Gazing at a Stranger and Perceive a Acquaintance: Am I a Exceptional Facial Identifier?
Throughout my mid-20s, I observed my grandma through the pane of a coffee house. I felt dumbstruck β she had departed the prior year. I stared for a moment, then reminded myself it couldn't possibly be her.
I'd experienced comparable experiences during my life. Periodically, I "knew" an individual I had never met. At times I could rapidly determine who the unknown individual looked like β such as my grandma. Other times, a face simply had a indistinct knowingness I couldn't recognize.

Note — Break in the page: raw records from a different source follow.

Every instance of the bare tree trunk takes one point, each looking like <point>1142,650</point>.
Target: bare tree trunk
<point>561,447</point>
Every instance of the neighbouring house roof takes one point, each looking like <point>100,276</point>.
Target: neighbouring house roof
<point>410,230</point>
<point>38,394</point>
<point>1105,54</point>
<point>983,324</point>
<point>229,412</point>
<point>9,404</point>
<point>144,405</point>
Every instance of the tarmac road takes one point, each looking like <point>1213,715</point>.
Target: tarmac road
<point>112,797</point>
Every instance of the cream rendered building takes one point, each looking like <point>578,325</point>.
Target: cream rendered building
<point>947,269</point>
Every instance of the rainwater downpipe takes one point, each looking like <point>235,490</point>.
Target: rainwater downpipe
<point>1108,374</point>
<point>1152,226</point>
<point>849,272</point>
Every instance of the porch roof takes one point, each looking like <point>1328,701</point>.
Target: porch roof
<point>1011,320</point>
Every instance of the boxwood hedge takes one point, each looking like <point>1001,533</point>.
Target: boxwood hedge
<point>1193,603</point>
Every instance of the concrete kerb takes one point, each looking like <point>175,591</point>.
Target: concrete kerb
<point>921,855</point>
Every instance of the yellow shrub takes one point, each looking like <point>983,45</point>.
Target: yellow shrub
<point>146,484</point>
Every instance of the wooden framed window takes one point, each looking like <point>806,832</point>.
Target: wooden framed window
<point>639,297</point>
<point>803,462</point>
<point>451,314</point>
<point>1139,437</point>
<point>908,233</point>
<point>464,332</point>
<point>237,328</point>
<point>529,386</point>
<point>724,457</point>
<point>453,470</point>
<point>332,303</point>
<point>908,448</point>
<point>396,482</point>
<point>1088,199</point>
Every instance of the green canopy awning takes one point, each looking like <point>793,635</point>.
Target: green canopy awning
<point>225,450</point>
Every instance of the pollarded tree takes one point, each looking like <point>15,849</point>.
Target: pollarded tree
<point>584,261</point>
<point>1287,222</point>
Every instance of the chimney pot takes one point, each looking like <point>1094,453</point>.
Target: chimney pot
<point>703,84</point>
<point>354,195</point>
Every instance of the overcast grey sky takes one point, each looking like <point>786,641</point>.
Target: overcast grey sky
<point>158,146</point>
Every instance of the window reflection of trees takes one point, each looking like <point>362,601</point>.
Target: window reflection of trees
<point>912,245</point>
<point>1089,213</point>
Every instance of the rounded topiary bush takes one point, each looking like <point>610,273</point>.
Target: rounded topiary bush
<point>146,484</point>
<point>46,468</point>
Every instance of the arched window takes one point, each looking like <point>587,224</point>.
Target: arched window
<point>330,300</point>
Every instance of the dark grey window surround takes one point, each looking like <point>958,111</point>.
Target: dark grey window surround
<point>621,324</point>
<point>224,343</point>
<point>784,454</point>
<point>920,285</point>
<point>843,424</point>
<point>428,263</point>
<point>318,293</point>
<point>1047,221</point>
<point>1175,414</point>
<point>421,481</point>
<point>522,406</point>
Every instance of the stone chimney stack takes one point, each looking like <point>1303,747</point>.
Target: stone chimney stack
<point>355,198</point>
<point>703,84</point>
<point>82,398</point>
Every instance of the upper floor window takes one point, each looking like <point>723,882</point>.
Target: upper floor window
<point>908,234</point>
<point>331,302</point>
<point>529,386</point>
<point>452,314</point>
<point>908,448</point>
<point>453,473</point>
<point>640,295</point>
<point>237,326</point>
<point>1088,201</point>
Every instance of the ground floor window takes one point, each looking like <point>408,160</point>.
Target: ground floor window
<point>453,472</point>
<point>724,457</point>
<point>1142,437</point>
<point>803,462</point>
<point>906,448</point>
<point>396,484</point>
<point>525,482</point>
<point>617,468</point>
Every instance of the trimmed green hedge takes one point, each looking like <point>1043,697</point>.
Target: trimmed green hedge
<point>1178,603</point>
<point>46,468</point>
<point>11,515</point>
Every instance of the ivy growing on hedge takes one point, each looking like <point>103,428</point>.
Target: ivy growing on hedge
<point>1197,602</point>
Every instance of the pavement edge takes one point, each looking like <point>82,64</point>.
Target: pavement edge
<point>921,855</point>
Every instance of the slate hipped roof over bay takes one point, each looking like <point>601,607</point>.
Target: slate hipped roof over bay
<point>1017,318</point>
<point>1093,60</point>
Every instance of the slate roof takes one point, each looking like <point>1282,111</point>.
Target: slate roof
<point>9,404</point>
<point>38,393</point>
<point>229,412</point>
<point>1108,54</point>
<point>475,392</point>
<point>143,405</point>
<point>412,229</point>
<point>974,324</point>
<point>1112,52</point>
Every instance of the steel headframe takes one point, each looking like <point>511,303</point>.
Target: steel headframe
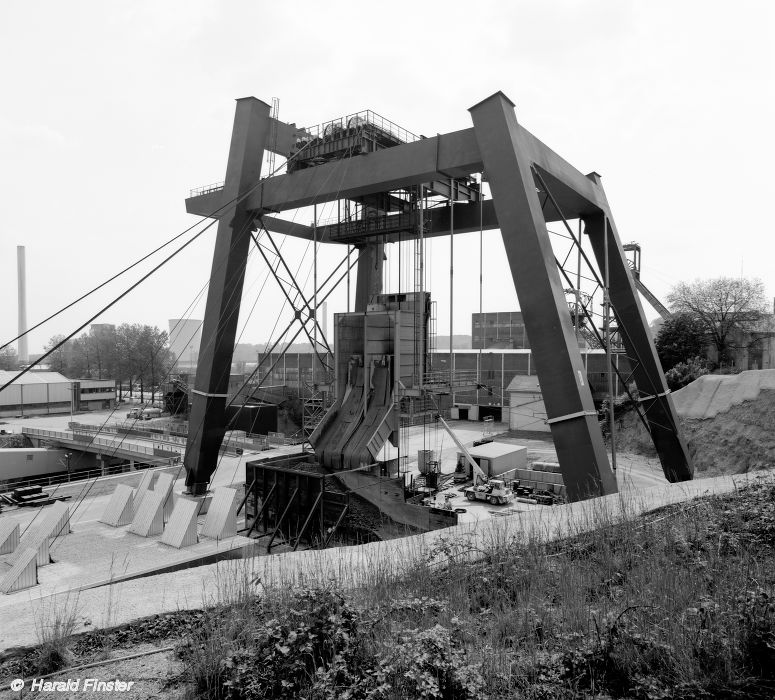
<point>518,168</point>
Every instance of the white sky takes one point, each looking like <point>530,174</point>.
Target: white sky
<point>112,111</point>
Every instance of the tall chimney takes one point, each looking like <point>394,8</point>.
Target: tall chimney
<point>24,356</point>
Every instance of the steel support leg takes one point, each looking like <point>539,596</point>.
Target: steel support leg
<point>207,423</point>
<point>369,274</point>
<point>569,407</point>
<point>649,378</point>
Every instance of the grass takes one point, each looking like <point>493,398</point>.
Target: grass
<point>54,626</point>
<point>674,604</point>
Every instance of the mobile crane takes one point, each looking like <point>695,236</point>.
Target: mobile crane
<point>493,491</point>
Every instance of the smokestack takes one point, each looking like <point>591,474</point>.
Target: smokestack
<point>24,356</point>
<point>323,318</point>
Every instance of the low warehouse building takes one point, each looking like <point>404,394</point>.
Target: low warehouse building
<point>43,393</point>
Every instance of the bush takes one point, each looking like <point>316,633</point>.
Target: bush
<point>315,649</point>
<point>685,372</point>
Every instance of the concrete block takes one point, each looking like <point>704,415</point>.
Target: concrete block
<point>221,520</point>
<point>149,519</point>
<point>181,528</point>
<point>164,484</point>
<point>9,536</point>
<point>23,574</point>
<point>119,509</point>
<point>143,487</point>
<point>33,540</point>
<point>56,520</point>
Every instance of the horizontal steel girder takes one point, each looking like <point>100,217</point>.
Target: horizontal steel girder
<point>448,155</point>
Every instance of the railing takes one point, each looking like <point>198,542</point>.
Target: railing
<point>156,450</point>
<point>359,120</point>
<point>206,189</point>
<point>460,377</point>
<point>72,477</point>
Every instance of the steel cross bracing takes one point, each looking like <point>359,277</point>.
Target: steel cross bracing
<point>517,166</point>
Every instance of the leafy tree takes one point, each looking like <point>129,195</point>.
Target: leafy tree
<point>727,307</point>
<point>680,338</point>
<point>61,359</point>
<point>132,353</point>
<point>8,359</point>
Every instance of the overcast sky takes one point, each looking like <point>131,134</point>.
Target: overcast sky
<point>112,111</point>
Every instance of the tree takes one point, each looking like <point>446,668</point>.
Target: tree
<point>684,373</point>
<point>60,360</point>
<point>8,359</point>
<point>131,352</point>
<point>680,338</point>
<point>727,307</point>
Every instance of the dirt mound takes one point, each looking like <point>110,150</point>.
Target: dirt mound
<point>739,440</point>
<point>728,422</point>
<point>712,394</point>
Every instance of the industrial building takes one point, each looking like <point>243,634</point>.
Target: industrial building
<point>492,370</point>
<point>185,337</point>
<point>498,329</point>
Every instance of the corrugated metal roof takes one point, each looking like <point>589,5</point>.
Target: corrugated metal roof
<point>491,450</point>
<point>34,378</point>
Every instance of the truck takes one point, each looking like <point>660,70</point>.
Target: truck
<point>144,413</point>
<point>494,492</point>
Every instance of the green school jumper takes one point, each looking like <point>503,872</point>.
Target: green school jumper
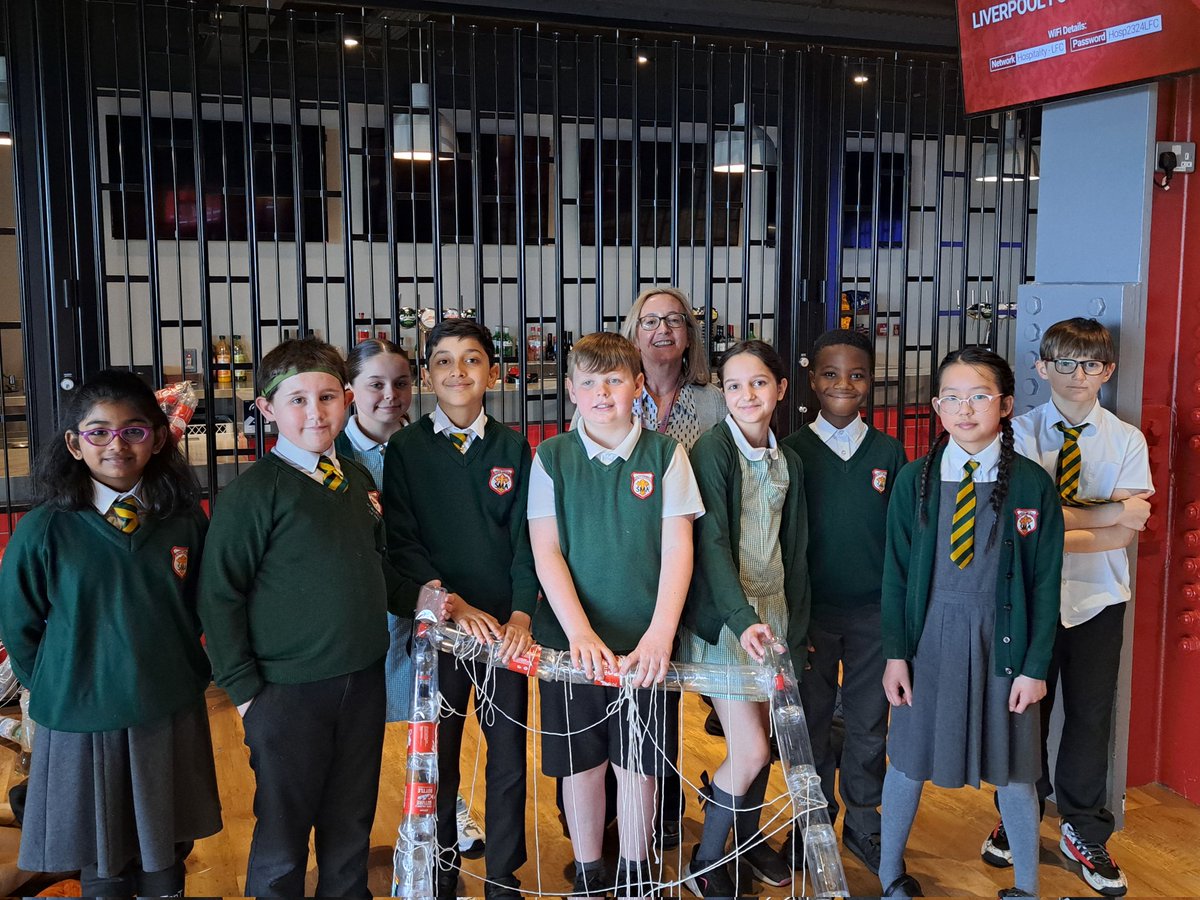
<point>610,528</point>
<point>101,625</point>
<point>294,583</point>
<point>461,517</point>
<point>849,505</point>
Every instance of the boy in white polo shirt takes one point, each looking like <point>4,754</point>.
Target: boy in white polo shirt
<point>1102,468</point>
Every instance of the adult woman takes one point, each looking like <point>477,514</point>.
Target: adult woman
<point>678,399</point>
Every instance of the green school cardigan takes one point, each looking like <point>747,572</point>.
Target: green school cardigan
<point>1027,579</point>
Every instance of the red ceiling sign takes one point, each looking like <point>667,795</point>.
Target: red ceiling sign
<point>1021,52</point>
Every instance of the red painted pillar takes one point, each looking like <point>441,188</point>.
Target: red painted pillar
<point>1164,742</point>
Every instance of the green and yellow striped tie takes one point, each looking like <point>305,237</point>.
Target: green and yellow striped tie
<point>334,479</point>
<point>963,525</point>
<point>123,515</point>
<point>1071,463</point>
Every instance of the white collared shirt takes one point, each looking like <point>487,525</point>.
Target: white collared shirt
<point>955,457</point>
<point>442,424</point>
<point>103,497</point>
<point>1114,457</point>
<point>305,460</point>
<point>360,441</point>
<point>754,454</point>
<point>681,493</point>
<point>844,442</point>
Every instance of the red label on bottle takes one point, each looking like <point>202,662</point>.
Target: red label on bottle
<point>611,678</point>
<point>526,664</point>
<point>423,738</point>
<point>420,799</point>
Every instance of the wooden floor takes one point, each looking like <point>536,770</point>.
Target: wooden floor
<point>1157,849</point>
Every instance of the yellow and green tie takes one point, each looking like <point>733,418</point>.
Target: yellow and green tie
<point>1071,463</point>
<point>334,479</point>
<point>963,525</point>
<point>123,515</point>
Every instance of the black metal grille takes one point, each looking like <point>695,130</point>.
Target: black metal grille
<point>241,178</point>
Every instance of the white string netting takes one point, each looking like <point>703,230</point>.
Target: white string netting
<point>417,861</point>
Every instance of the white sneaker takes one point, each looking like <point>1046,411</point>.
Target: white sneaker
<point>471,835</point>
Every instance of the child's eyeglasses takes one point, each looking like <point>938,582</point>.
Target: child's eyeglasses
<point>103,437</point>
<point>951,405</point>
<point>1067,366</point>
<point>651,322</point>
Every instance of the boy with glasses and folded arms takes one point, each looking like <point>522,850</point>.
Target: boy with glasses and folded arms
<point>1102,472</point>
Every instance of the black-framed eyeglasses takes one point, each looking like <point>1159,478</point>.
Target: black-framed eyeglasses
<point>953,406</point>
<point>1067,366</point>
<point>103,437</point>
<point>651,321</point>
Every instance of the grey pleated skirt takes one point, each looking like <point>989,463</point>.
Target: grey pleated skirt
<point>112,798</point>
<point>959,730</point>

Investigating the Spectrum of Person Recognition Abilities
Lately, I started wondering if others have these odd encounters. When I asked my companions, one commented she frequently sees persons in random places who look recognizable. Others sometimes misidentify a stranger or public figure for someone they know in actual life. But some mentioned completely different responses β they could effortlessly identify people they'd met and people they hadn't.
I felt curious by this spectrum of responses. Was it just longing that made me see my grandma that day β or some kind of cognitive error? Research has found we spend about a quarter-hour of every hour looking at faces β do we just make mistakes sometimes? I was commencing to comprehend that we can all see the same face but not interpret the same thing.
Comprehending the Spectrum of Person Recognition Abilities
Researchers have designed many tests to assess the skill to recognize faces. There exists a broad spectrum: at one end are super-recognizers, who recall faces they have seen only momentarily or a long time ago; at the other are people with face blindness, who often find it challenging to recognize relatives, dear acquaintances and even themselves.
Some evaluations also capture how skilled someone is at telling if they have not seen a face before. This is where I think I fall short. But researchers "just haven't dug into this" as much as they've looked at the capacity to recognize a face, according to brain researchers. It does seem that the two abilities use distinct brain processes; for example, there is indication that super-recognizers and those with facial agnosia do about as well as each other at discerning new faces, despite their extremely distinct abilities to recognize old faces.
Completing Facial Recognition Assessments
I felt interested whether these tests would offer understanding on why strangers look known. Was I someone who never forgets a face? I often recognize people more than they remember me, and feel disappointed β a feeling that researchers say is common for exceptional facial identifiers. But maybe I over-recognize faces β to the degree that even some new faces look recognizable.
I obtained several facial recognition tests. I completed them, feeling stumped at times. In one, called the memory for faces evaluation, I had to look at grayscale photos of a face from three angles, then find it in lineups. During another test that instructed me to pick out public figures from a mix of photos, many of the faces felt at least recognizable, but I couldn't quite place them β reminiscent to my actual experience.
I felt doubtful about my results. But after analysis of my performance, I had accurately recognized 96% of the celebrity faces. The conclusion was that I qualified as a "borderline super-recognizer".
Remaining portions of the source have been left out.